Jaime Garcia has made 158 big-league starts over eight seasons wile posting a 3.57 ERA. There’s no mystery about the left-hander’s ability to be an effective major league pitcher so spring training for Garcia is about getting ready.
In his first spring start with the Braves, Garcia gave up a solo homer, a single and a walk over two innings against the Yankees.
“I think the main thing is getting your body going and working on the timing and working on some of the pitches and executing the pitches,” Garcia said. “I was a little jumpy there in the first inning but, overall, I felt pretty good.”
Jacob Ellsbury, the second batter Garcia faced, turned on his 3-1 pitch and sent it deep into the right-field stands and Sterling Castro followed with a single before Garcia retired the next two hitters to end the inning.
Garcia faced four batters in the second inning when he issued a two-out walk to Aaron Judge on a close ball four.
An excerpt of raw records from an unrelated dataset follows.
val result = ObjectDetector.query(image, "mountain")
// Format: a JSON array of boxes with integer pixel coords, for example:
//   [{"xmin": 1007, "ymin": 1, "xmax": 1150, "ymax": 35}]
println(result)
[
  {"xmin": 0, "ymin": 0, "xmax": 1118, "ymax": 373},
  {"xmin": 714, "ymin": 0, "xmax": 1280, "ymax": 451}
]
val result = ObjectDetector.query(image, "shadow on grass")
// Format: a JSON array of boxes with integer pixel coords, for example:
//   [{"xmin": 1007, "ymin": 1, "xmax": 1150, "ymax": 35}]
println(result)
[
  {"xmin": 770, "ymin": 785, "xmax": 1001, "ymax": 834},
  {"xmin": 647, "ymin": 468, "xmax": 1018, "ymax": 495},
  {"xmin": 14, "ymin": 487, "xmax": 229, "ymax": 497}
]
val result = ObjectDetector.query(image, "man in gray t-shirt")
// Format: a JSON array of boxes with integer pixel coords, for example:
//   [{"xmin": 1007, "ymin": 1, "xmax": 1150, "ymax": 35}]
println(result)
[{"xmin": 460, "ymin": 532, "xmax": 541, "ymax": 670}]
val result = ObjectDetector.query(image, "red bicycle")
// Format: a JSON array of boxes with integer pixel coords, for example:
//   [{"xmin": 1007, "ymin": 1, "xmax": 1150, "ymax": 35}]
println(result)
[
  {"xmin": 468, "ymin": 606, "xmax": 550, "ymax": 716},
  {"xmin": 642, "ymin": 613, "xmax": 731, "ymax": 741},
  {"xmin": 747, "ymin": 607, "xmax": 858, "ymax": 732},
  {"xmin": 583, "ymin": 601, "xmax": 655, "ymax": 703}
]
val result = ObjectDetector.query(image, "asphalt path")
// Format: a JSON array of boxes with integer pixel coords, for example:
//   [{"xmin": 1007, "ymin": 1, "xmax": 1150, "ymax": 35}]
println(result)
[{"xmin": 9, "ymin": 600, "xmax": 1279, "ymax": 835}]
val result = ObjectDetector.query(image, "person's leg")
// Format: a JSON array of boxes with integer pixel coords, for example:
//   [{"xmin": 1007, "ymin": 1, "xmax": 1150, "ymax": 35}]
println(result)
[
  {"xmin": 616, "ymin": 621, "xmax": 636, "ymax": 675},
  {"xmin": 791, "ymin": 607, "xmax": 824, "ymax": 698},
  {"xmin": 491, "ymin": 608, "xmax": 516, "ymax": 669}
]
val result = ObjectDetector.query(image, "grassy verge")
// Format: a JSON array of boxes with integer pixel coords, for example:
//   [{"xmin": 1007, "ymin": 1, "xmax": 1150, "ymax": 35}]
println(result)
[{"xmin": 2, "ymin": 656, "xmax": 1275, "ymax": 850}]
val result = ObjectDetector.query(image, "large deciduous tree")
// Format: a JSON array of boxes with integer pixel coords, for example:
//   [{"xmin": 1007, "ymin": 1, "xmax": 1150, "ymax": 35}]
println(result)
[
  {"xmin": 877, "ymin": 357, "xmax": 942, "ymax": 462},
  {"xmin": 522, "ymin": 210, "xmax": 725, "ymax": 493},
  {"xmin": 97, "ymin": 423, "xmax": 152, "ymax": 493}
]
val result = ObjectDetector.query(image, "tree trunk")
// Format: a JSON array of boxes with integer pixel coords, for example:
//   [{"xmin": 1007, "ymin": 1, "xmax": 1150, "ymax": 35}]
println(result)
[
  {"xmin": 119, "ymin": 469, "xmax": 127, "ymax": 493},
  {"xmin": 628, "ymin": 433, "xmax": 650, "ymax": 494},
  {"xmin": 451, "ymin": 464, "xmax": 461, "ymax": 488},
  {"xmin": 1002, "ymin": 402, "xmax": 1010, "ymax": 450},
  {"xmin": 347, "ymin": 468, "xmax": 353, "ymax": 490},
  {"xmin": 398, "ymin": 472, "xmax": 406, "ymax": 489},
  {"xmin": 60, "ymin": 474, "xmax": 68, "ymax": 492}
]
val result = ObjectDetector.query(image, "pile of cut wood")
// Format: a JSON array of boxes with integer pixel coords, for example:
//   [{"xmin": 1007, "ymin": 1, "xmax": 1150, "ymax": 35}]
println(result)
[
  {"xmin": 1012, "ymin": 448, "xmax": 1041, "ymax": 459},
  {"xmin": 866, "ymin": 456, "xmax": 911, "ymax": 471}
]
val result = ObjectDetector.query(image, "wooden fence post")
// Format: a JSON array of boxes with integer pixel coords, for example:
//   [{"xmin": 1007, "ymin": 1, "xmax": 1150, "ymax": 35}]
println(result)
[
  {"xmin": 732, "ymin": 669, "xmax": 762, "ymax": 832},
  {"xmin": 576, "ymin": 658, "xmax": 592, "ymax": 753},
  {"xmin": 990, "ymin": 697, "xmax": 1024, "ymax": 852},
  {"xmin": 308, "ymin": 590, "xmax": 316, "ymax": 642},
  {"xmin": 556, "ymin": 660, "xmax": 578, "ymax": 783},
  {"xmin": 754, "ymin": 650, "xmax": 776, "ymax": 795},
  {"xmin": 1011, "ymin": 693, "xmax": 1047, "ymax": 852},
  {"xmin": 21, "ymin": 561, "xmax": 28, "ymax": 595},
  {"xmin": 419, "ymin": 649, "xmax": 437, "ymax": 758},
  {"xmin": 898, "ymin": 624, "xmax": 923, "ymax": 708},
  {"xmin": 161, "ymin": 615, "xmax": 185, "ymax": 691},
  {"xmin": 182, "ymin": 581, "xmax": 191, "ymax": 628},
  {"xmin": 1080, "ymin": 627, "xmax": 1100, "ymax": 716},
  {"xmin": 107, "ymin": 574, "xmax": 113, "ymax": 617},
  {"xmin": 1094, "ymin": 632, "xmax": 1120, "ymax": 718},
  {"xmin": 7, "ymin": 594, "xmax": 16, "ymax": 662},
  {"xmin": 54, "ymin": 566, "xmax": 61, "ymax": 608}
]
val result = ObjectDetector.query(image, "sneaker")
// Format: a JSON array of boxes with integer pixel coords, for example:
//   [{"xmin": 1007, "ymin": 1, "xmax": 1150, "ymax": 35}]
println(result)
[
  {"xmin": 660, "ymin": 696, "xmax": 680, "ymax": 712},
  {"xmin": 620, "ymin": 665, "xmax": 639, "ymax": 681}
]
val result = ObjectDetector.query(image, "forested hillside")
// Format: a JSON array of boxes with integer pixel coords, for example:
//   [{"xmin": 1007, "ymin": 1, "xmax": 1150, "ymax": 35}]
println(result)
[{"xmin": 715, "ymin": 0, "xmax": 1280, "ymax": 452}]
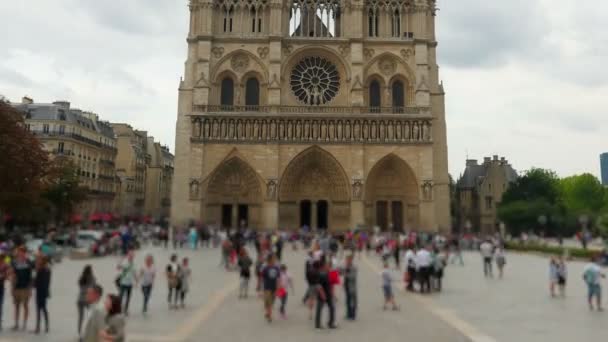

Garcia said it took him some time to settle down.
“First game of the spring and stuff happens,” he said. “But overall it was good.”
The Braves acquired Garcia in a December trade with the Cardinals. He was the last of three veterans they added after last season in an effort to stabilize their erratic starting rotation.
Garcia figures to help with that goal if he can stay healthy. Injuries have hampered him during his career. The Braves hope that Garcia’s 30 starts last season, his most since 2011, are a sign that he can be a reliable part of their rotation.
“I’m very grateful excited and grateful to be a part of this team and what they’ve got going on,” Garcia said. “I love my teammates and the coaching staff. The first couple weeks have been a great experience so far.”
Garcia, 30, will fill a unique niche in the Braves’ eclectic rotation—and not just because he’s the only lefty.
Right-hander Julio Teheran, 26, is a two-time All-Star and the established ace. Bartolo Colon, 43, is steady and reliable. R.A. Dickey, 42, is a knuckleball pitcher. The fifth spot is likely to go to an unproven young pitcher.
That leaves Garcia in the middle. He’s older than Teheran and younger than the two long-time veterans. He had a strong season with the Cardinals in 2015 with a 2.43 ERA but was limited to 129 2/3 innings over 20 starts.
Garcia was very good through his first 11 starts of 2016 with a 3.48 ERA, .260 opponents’ batting average and .300 on-base percentage allowed. But over his next 18 starts he had a 5.40 ERA, .296 opponents’ batting average and .353 OBP allowed.
The Braves gave up right-hander John Gant and a pair of prospects for Garcia. He’s set to make $12 million in the final year of his contract.